Sometimes uveitis is not limited to the uvea and can also damage and affect the lens, retina, optic nerve, etc causing vision problems and blindness.
This disease is more specifically described by which part of the eye is inflamed and based on that known as:
- Anterior Uveitis
- Intermediate Uveitis
- Posterior Uveitis
- Panuveitis Uveitis
It can be both infectious and non-infectious.
Signs and Symptoms of Uveitis
Signs and symptoms of uveitis include:
- Eye pain
- Eye redness
- Blurred vision
- Sensitivity to light
- Dark, floating spots in the field of vision
- Decreased vision
The symptoms can appear gradually or suddenly with the progression of the disease. Sometimes, there might be no symptoms at all. Each type has its own signs and symptoms.
Causes of Uveitis
The exact cause of uveitis is not known but the most general causes include:
- Autoimmune disorders
- Inflammatory disorders
- Eye injury
- Eye cancer
- Toxins that may penetrate the eye
- Certain medications
Risk Factors of Uveitis
Certain gene changes or mutations can put a person at an increased rate of developing uveitis. Tobacco smoke also increases the risk of getting uveitis.
Health Complications Due to Uveitis
Untreated uveitis can lead to many health complications, such as:
- Macular edema
- Permanent vision loss
- Scarring of the retina
- Retinal detachment
Diseases Associated with Uveitis
Uveitis is associated with many other conditions including:
- Behcet’s syndrome
- CMV retinitis
- Herpes infection
- Reactive arthritis
- Multiple Sclerosis
By taking the following preventive measures into account a person can low the risk of uveitis:
- Make sure to seek the proper treatment help for your immune health
- Early detection is important to protect the eye vision from permanent loss
A diagnosis is made after a thorough examination and knowing the complete medical history of the patient. Tests may be done to rule out autoimmune disorders.
The eye exams performed include:
- Visual Acuity Test: An eye chart is used to measure a patient’s vision
- Ocular Pressure: The pressure inside the eye is measured
- A Fundoscopic Exam: The pupil is dilated and the inside of the eye is inspected
- A Slit Lamp Exam: It is a non-invasive inspection of the eye
Treatment of Uveitis | When to Consult a Doctor
The primary purpose of the treatment is to reduce inflammation, reduce eye pain, and prevent further vision loss and tissue damage.

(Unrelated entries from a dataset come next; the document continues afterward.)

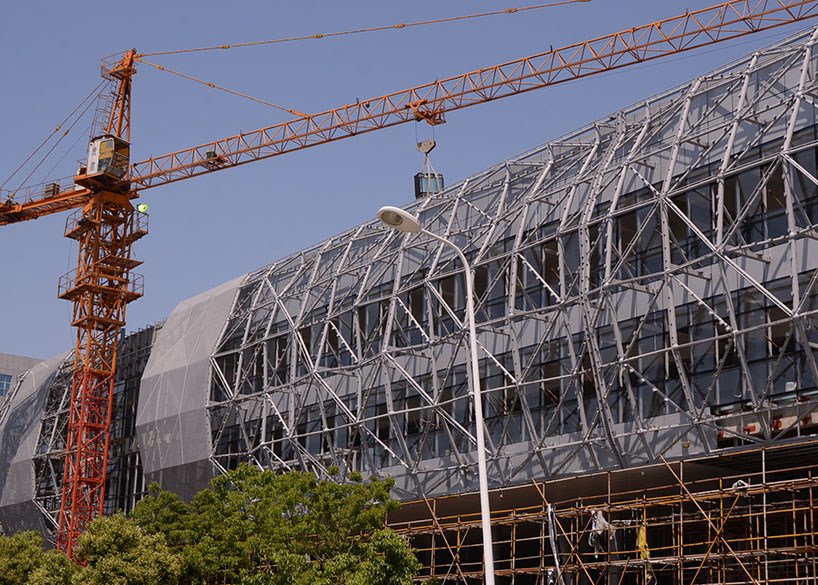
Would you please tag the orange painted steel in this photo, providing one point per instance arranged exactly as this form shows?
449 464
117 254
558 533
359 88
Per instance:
431 102
107 226
100 288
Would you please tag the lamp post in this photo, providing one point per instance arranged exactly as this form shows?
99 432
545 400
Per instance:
399 219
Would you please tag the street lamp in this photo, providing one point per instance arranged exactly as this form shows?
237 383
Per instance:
401 220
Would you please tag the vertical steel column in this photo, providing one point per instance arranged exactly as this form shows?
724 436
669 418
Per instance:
100 288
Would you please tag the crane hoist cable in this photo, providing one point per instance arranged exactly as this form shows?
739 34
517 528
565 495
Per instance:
90 101
366 30
214 86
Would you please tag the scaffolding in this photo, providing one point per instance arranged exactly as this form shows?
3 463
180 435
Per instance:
747 517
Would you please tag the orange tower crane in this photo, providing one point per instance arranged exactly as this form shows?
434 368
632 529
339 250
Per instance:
106 225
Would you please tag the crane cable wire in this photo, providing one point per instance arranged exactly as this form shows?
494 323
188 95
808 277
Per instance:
140 56
364 30
257 43
94 92
214 86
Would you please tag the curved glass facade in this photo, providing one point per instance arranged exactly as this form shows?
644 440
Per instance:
646 287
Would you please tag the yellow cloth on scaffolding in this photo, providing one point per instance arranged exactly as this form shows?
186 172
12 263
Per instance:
642 543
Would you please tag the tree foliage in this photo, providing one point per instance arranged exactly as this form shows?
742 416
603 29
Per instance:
20 555
251 527
256 527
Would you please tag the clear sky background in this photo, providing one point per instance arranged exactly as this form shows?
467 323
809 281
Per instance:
208 230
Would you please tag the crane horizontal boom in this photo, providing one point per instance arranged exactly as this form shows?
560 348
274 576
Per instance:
432 101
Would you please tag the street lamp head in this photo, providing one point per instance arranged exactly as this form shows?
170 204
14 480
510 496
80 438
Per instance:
399 219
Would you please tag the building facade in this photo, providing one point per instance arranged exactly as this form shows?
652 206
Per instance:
11 367
647 316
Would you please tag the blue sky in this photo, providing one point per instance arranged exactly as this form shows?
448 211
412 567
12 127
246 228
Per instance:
208 230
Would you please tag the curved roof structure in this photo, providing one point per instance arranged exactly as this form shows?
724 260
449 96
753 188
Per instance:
645 288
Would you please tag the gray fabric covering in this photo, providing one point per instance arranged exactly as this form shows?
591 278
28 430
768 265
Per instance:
171 424
18 443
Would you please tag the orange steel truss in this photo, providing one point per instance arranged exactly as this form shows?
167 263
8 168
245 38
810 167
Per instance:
100 288
107 226
432 101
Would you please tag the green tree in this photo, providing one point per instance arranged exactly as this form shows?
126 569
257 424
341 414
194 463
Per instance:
255 527
55 568
116 551
20 555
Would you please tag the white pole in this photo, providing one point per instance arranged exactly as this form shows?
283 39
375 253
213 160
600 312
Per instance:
485 511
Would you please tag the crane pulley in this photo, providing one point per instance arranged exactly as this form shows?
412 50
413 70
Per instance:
106 225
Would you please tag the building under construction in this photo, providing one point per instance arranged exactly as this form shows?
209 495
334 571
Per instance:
647 317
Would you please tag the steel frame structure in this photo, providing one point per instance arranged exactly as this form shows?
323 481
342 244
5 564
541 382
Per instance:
125 483
647 289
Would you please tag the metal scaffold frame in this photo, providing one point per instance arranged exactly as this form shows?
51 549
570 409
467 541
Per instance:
681 522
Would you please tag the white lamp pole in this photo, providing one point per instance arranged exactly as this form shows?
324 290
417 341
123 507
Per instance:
401 220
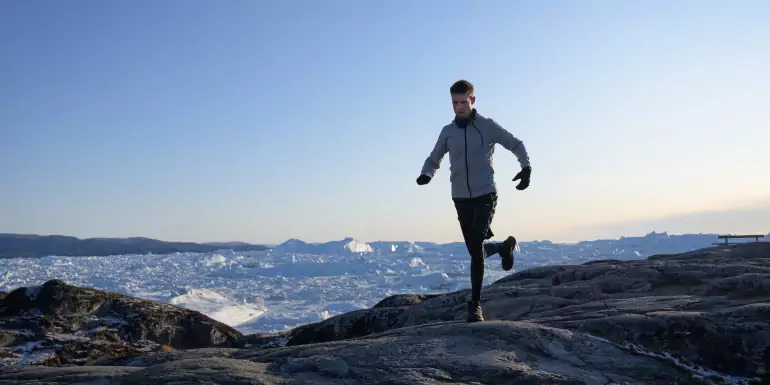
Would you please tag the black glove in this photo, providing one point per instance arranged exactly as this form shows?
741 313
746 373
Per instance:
524 176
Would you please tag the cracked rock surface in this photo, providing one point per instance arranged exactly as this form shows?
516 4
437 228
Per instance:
694 318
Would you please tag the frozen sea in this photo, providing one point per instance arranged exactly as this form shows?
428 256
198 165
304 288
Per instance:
298 283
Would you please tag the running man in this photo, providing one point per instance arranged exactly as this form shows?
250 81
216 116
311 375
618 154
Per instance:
470 141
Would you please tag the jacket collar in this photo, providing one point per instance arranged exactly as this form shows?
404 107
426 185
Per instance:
463 122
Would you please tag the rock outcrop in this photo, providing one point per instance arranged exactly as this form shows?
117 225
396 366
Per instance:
701 317
60 324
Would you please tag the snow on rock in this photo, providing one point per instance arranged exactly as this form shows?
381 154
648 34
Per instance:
294 282
416 262
216 306
215 259
356 246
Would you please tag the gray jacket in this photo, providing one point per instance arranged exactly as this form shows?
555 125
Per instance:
471 152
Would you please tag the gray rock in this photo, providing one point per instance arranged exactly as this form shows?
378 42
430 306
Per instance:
58 324
694 318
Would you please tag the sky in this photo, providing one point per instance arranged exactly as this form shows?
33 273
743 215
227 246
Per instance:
265 120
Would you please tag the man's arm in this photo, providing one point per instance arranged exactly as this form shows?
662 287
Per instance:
510 142
433 162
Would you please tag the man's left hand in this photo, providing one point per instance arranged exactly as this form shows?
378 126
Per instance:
523 175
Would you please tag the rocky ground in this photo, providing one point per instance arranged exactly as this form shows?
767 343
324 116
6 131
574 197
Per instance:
694 318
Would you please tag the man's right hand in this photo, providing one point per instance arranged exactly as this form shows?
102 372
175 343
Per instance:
423 179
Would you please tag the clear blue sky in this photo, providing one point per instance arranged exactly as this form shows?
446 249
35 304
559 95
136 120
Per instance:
264 120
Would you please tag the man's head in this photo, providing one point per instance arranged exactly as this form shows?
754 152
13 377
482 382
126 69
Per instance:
462 98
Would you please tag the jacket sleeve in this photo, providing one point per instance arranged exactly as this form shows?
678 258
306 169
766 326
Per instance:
433 162
511 143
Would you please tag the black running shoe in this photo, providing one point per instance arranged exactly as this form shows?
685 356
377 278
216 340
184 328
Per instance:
506 253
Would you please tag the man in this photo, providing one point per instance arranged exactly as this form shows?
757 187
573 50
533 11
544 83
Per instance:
470 141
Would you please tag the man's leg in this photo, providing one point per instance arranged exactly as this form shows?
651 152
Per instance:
475 216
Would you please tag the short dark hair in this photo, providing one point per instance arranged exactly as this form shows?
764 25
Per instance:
461 87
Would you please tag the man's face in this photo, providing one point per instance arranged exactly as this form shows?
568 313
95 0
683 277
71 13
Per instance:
463 104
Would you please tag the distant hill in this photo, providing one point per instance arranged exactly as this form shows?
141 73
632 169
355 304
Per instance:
29 245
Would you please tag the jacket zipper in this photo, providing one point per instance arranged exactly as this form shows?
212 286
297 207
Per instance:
467 170
479 131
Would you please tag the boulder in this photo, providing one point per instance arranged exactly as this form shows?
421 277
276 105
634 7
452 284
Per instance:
694 318
58 324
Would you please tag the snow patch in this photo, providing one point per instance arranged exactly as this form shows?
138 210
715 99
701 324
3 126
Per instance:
355 246
216 306
697 370
32 292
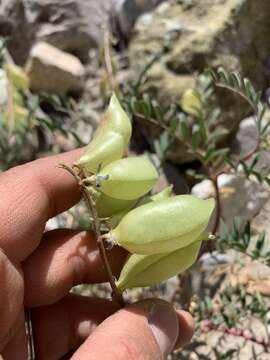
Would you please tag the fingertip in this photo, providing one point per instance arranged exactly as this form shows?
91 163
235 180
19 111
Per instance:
186 328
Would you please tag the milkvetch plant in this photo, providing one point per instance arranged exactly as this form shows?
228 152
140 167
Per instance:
162 233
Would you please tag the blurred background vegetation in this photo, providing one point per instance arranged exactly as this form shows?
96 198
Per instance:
194 77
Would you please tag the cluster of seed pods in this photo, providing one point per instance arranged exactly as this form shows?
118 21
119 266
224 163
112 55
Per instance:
162 233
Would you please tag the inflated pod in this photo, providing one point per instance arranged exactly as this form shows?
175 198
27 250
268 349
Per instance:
103 150
110 139
191 102
148 270
128 178
107 206
164 194
163 226
117 120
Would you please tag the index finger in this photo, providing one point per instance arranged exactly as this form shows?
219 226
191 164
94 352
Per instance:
31 194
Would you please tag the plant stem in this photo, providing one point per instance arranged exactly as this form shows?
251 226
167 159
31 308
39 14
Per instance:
116 294
218 205
29 334
108 61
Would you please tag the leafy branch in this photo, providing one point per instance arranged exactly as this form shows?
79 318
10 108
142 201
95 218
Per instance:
240 238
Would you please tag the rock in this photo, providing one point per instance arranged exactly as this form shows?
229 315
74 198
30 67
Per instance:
74 26
128 11
246 140
54 71
239 197
192 35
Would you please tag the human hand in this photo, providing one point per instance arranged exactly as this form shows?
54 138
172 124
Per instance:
38 269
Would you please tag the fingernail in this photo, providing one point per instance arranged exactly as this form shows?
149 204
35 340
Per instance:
164 324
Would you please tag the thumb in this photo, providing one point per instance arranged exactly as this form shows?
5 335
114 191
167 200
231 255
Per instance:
145 330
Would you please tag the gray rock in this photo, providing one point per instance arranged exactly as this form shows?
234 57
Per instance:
54 71
74 26
239 197
194 35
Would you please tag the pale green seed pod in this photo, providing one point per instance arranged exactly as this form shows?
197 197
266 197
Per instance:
128 178
118 121
190 102
108 207
164 194
103 150
163 226
148 270
110 139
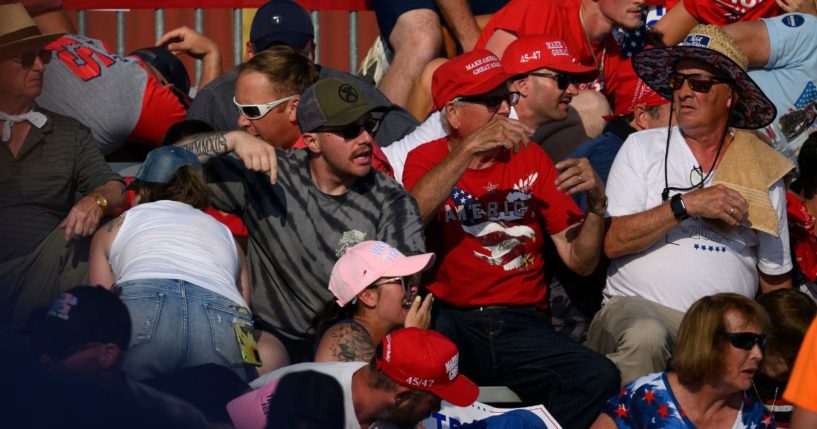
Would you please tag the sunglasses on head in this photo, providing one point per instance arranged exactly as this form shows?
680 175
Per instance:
258 111
563 80
492 102
698 82
27 59
746 340
352 131
411 284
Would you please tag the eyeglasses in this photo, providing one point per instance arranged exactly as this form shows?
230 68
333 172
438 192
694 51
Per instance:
563 80
491 102
59 355
352 131
27 59
258 111
746 340
410 285
697 82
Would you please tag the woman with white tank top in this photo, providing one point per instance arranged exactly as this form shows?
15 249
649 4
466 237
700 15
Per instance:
180 272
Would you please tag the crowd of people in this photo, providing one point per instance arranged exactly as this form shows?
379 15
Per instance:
611 217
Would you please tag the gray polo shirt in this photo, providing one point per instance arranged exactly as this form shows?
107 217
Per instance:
57 165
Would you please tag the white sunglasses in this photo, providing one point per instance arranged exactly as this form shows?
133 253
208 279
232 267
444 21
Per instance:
258 111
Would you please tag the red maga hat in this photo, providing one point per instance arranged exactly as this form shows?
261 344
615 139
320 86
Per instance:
426 360
527 54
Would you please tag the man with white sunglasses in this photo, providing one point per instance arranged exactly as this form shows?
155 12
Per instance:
317 203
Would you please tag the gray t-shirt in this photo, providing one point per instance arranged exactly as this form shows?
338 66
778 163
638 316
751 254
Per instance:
214 105
296 233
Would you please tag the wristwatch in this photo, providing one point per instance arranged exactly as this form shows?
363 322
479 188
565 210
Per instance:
679 209
101 201
601 210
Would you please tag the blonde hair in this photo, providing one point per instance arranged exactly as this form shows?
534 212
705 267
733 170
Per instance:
701 344
291 72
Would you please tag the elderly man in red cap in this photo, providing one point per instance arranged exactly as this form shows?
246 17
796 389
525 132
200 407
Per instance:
411 372
489 199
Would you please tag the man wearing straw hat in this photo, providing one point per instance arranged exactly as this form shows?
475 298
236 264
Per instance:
694 209
54 184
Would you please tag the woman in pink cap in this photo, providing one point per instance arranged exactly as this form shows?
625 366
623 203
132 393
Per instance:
375 287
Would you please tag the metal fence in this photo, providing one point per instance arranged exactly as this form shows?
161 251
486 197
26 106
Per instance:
159 6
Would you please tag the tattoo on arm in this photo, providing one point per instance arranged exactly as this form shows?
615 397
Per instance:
351 343
205 146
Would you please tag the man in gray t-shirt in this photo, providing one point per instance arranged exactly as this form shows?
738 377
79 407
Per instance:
321 200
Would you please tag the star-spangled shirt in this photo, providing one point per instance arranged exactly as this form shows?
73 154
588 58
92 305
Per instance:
649 402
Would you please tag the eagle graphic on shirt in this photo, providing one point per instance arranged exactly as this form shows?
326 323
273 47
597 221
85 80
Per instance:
494 224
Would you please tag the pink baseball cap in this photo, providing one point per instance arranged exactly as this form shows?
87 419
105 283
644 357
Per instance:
472 73
530 53
426 360
643 96
368 261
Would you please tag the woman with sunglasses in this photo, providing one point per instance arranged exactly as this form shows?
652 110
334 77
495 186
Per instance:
375 288
718 350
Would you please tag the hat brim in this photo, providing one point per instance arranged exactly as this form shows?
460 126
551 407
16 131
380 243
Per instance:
753 109
461 392
17 47
348 116
585 73
410 265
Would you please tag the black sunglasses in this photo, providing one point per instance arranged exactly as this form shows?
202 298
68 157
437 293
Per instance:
492 102
698 82
27 58
352 131
563 80
411 285
746 340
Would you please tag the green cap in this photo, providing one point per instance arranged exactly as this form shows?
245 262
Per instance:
331 103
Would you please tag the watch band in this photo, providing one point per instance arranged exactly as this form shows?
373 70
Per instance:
100 200
598 210
679 209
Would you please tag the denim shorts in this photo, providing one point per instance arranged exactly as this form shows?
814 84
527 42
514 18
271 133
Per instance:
176 324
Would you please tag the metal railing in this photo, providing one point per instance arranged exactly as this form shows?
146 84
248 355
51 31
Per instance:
121 6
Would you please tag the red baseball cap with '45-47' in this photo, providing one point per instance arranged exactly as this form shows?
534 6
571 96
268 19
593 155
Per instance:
426 360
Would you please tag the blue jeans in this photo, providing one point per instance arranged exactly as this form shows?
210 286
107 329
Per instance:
176 324
517 347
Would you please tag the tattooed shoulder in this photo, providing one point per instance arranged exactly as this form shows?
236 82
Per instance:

Treatment depends on the type of uveitis.
Medication is given to reduce the symptoms of uveitis which include:
- Anti-inflammatory drugs
- Antibiotics, antiviral medications
- Spasms controlling drugs
Some of the medications can have serious side effects.
Surgical procedures might be done to improve uveitis including:
- Vitrectomy: Some of the vitreous of the eyes is removed
- A medication releasing implant is placed in the eye
Uveitis is a serious condition that can cause many other eye complications including vision loss. In case any symptoms appear, consult your doctor immediately.